Folha - Quanto maior for a cotação do dólar, maior será o impacto, inclusive psicológico, não?
Carmo
- Quanto maior a cotação, maior a distorção sobre o sistema de preços. Podemos chegar a um ponto de distorção tão grave que a cotação do dólar acabará se convertendo num índice de inflação.
Folha - Sem contar o peso das expectativas, qual a influência só dos importados sobre a inflação?
Carmo
- O índice é composto em 60% de artigos considerados "tradebles" (exportáveis e importáveis) e em 40% de artigos tipicamente nacionais. E o impacto do câmbio sobre os "tradebles" é de 40%. Um televisor, por exemplo, é um produto "tradeble" por ter componentes importados, mas tem mão-de-obra e outros insumos, como energia elétrica, que não vão subir com o dólar.
Mas há itens do índice que não sofrerão impacto: aluguéis, mensalidades escolares e outros serviços. Nestes casos, pode até haver queda em função do desaquecimento do mercado.
Folha - Mas a tendência do empresariado, especialmente o brasileiro, não é a de se proteger? Não haverá diminuição na produção e aumento de margens de lucro para garantir ganhos em um quadro de instabilidade como o atual?
Carmo
- Agora não dá mais para fazer isso porque a economia está aberta. Isso é o essencial. O governo pode fazer o que for: liberem o câmbio, aumentem os juros. Mas não ponham a mão na abertura. Isso não. O importante não é o preço do dólar, mas o grau de abertura.
Folha - Mas o aumento do dólar terá um impacto direto sobre os importados. Continua aberto, mas mais caro, com espaço para os concorrentes nacionais subirem. Uma cerveja que era importada a R$ 1,00 poderá subir para R$ 1,30 ou mais com o novo dólar, não?
Carmo
- É. Mas muitos importadores traziam a cerveja por muito menos do que R$ 1. Mas como a cerveja nacional era mais cara, eles acompanhavam. Agora, provavelmente vão diminuir o lucro e tentar manter o preço para não perder mercado, que está em recessão. E o importante é o seguinte: a abertura ainda continuará sendo, apesar da desvalorização, o melhor freio contra os abusos.
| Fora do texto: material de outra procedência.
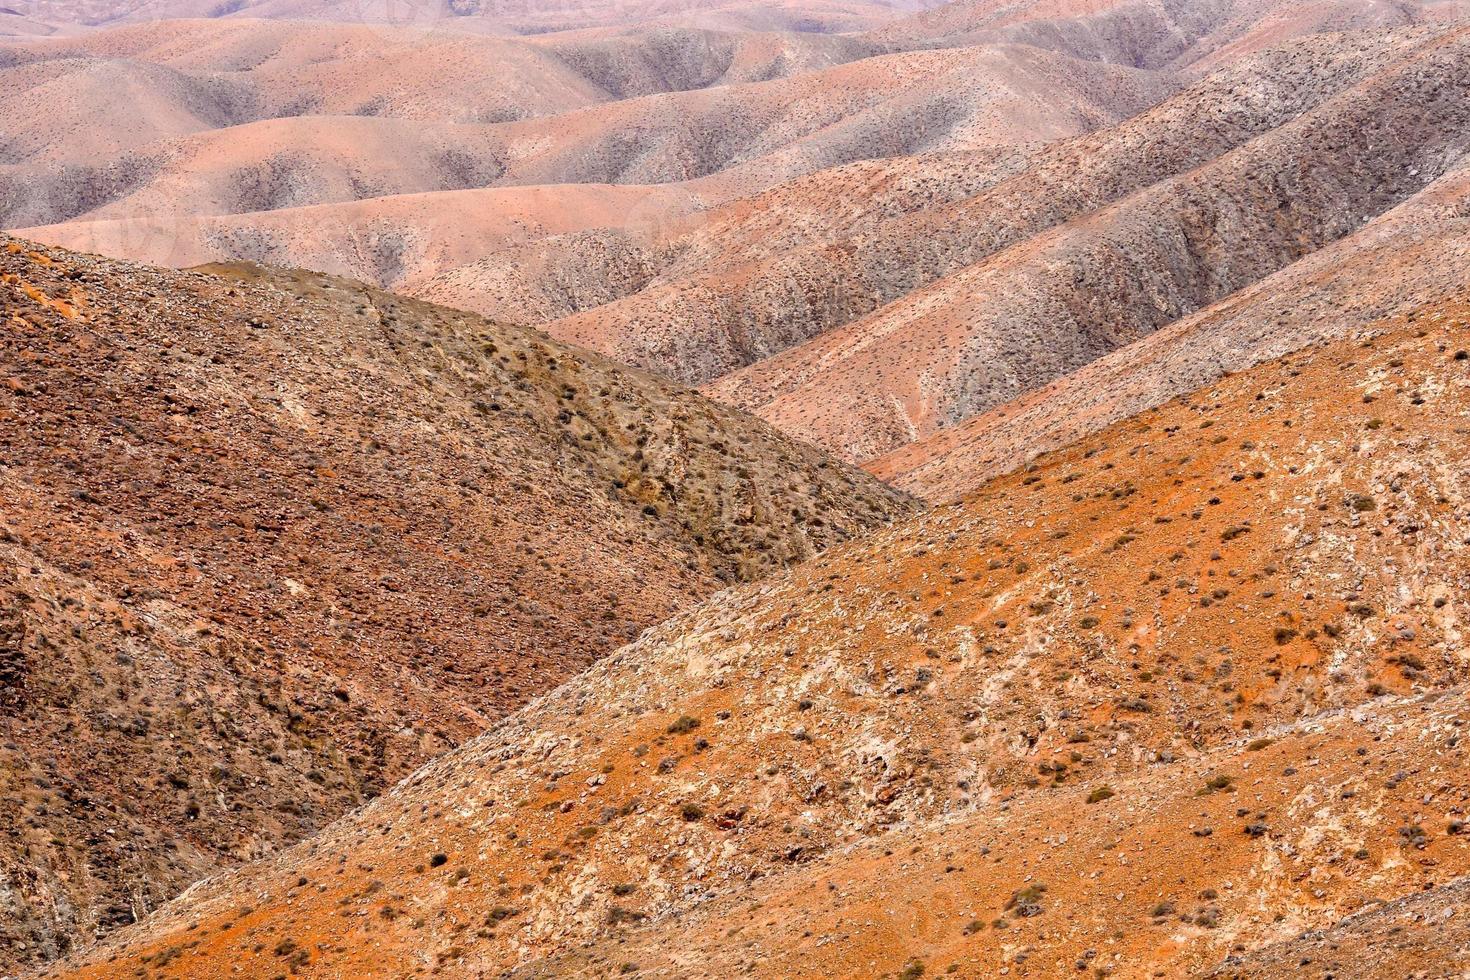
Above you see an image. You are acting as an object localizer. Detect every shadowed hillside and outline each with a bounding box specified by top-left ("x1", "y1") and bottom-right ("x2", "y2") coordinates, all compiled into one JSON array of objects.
[{"x1": 0, "y1": 236, "x2": 913, "y2": 971}]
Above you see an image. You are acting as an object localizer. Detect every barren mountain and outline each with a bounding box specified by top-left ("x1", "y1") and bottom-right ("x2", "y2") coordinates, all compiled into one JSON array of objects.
[
  {"x1": 14, "y1": 183, "x2": 709, "y2": 300},
  {"x1": 872, "y1": 152, "x2": 1470, "y2": 501},
  {"x1": 56, "y1": 290, "x2": 1470, "y2": 978},
  {"x1": 1199, "y1": 876, "x2": 1470, "y2": 979},
  {"x1": 694, "y1": 23, "x2": 1470, "y2": 461},
  {"x1": 0, "y1": 235, "x2": 912, "y2": 972},
  {"x1": 14, "y1": 0, "x2": 920, "y2": 35}
]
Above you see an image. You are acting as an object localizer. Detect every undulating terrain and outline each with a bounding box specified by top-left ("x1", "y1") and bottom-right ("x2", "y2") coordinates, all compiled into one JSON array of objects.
[
  {"x1": 50, "y1": 290, "x2": 1470, "y2": 978},
  {"x1": 7, "y1": 0, "x2": 1470, "y2": 475},
  {"x1": 6, "y1": 0, "x2": 1470, "y2": 976},
  {"x1": 0, "y1": 235, "x2": 912, "y2": 971}
]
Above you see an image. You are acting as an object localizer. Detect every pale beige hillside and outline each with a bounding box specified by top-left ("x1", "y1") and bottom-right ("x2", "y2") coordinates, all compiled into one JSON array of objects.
[
  {"x1": 872, "y1": 157, "x2": 1470, "y2": 500},
  {"x1": 15, "y1": 183, "x2": 706, "y2": 293},
  {"x1": 17, "y1": 0, "x2": 921, "y2": 35},
  {"x1": 3, "y1": 28, "x2": 1169, "y2": 230},
  {"x1": 542, "y1": 26, "x2": 1444, "y2": 384},
  {"x1": 702, "y1": 26, "x2": 1470, "y2": 461}
]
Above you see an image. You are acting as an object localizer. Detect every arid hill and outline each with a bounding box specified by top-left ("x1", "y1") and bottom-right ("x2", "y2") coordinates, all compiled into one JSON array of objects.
[
  {"x1": 0, "y1": 236, "x2": 912, "y2": 972},
  {"x1": 871, "y1": 152, "x2": 1470, "y2": 501},
  {"x1": 542, "y1": 24, "x2": 1438, "y2": 384},
  {"x1": 17, "y1": 3, "x2": 1470, "y2": 478},
  {"x1": 56, "y1": 291, "x2": 1470, "y2": 978},
  {"x1": 686, "y1": 24, "x2": 1470, "y2": 460}
]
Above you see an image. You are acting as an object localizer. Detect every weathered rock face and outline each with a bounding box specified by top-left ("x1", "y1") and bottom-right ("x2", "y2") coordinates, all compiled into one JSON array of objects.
[
  {"x1": 60, "y1": 293, "x2": 1470, "y2": 979},
  {"x1": 0, "y1": 236, "x2": 913, "y2": 972}
]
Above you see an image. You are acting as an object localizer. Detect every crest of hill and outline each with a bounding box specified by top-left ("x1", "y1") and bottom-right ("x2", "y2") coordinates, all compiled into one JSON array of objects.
[
  {"x1": 0, "y1": 235, "x2": 913, "y2": 972},
  {"x1": 61, "y1": 293, "x2": 1470, "y2": 978}
]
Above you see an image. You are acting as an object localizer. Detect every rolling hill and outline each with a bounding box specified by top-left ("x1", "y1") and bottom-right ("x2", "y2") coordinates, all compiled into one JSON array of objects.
[
  {"x1": 686, "y1": 25, "x2": 1470, "y2": 459},
  {"x1": 53, "y1": 289, "x2": 1470, "y2": 977},
  {"x1": 0, "y1": 235, "x2": 913, "y2": 972},
  {"x1": 14, "y1": 3, "x2": 1470, "y2": 483}
]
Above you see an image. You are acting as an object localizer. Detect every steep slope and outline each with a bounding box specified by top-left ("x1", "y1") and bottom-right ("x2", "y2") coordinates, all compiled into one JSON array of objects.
[
  {"x1": 410, "y1": 147, "x2": 1037, "y2": 327},
  {"x1": 529, "y1": 693, "x2": 1470, "y2": 978},
  {"x1": 0, "y1": 236, "x2": 914, "y2": 972},
  {"x1": 60, "y1": 293, "x2": 1470, "y2": 978},
  {"x1": 872, "y1": 155, "x2": 1470, "y2": 501},
  {"x1": 703, "y1": 25, "x2": 1470, "y2": 460},
  {"x1": 543, "y1": 27, "x2": 1439, "y2": 383}
]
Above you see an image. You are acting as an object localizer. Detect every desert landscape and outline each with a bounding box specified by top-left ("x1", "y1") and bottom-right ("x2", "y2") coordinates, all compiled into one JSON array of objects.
[{"x1": 4, "y1": 0, "x2": 1470, "y2": 977}]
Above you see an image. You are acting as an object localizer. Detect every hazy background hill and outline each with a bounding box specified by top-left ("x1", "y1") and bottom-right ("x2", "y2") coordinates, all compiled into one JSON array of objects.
[{"x1": 6, "y1": 0, "x2": 1470, "y2": 483}]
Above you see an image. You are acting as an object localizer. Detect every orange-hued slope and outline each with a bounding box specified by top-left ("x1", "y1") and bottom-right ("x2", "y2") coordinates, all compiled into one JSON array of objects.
[{"x1": 58, "y1": 293, "x2": 1470, "y2": 978}]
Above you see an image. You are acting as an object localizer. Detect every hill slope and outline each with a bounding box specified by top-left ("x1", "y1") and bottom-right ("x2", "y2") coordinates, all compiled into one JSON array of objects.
[
  {"x1": 59, "y1": 292, "x2": 1470, "y2": 977},
  {"x1": 871, "y1": 154, "x2": 1470, "y2": 500},
  {"x1": 697, "y1": 25, "x2": 1470, "y2": 458},
  {"x1": 0, "y1": 236, "x2": 913, "y2": 971},
  {"x1": 545, "y1": 26, "x2": 1439, "y2": 385}
]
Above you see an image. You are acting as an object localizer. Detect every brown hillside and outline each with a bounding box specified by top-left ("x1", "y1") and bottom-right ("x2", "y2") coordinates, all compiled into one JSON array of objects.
[
  {"x1": 60, "y1": 292, "x2": 1470, "y2": 978},
  {"x1": 0, "y1": 236, "x2": 913, "y2": 971}
]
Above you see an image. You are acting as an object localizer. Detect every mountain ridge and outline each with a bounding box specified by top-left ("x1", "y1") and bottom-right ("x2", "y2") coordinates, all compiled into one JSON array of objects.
[{"x1": 0, "y1": 234, "x2": 913, "y2": 971}]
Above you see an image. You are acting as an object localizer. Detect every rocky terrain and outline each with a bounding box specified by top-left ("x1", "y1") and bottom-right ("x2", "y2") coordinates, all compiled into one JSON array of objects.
[
  {"x1": 0, "y1": 235, "x2": 912, "y2": 972},
  {"x1": 53, "y1": 292, "x2": 1470, "y2": 977},
  {"x1": 8, "y1": 1, "x2": 1470, "y2": 975}
]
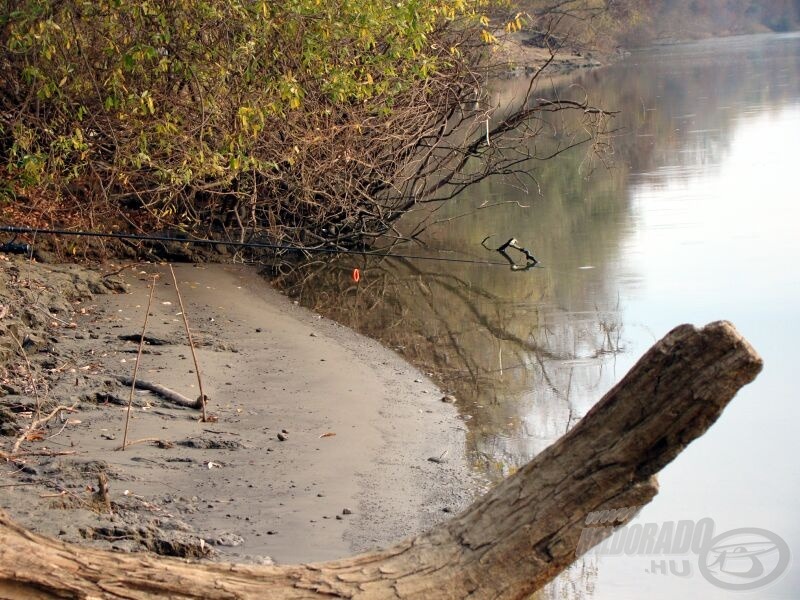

Folha - Mas isso não coloca o governo em uma sinuca? Por um lado, os preços dos importados sofrem pressões. Por outro, o Brasil precisa desesperadamente de dólares. Não será natural que se adote alguma restrição aos importados para poupar dólares?
Carmo
- Isso seria um contra-senso. Obviamente a gente importa muita besteira. De alpiste a alface francês. Mas uma coisa é reduzir as importações por decisões de mercado, outra é impor restrições. No momento, o melhor é deixar a abertura como está. Os quatro anos de estabilidade também foram suficientes para aumentar a competição. E tem muita gente de fora atrás de oportunidades aqui. Em alguns setores, houve uma verdadeira revolução. No de leite, há importadores que conseguem vender hoje o longa vida a preço menor que o do leite C nacional.
Folha - Mas os supermercados já estão recebendo tabelas das indústrias com aumentos considerados desproporcionais.
Carmo
- É uma fase de negociação. O supermercado sabe que não pode aumentar as vendas se os preços subirem e vai apertar a negociação. Haverá troca de fornecedores para segurar os aumentos e algum desabastecimento de marcas, mas não de produtos.
Folha - Antes do real, em quais setores o sr. identificava oligopolização ou pressões inflacionárias difíceis de combater?
Carmo
- Higiene e limpeza, eletroeletrônicos e industrializados como um todo, inclusive alimentos, sempre lideraram o processo inflacionário. Hoje em dia eles já não têm mais tanto espaço.
Folha - Por conta da competição interna ou só da dos importados?
Carmo
- Das duas. A abertura da economia está associada ao ganho de competitividade. Nos anos do real surgiram não só novas marcas, mas produtos diferentes, nacionais e importados, que passaram a compor o índice de inflação. Há muito mais alternativas, um mercado mais segmentado. É só ir ao supermercado para ver isso.
Folha - E que papel a recessão vai ter? Ela não vai encolher esse leque de opções?
Carmo
- A recessão não pode ser longa e as expectativas devem ser favoráveis para não arruinarem com as intenções de investimento. As empresas devem ter sinalizações para continuar apostando no futuro e aprimorando sua produção. É isso que segura a inflação.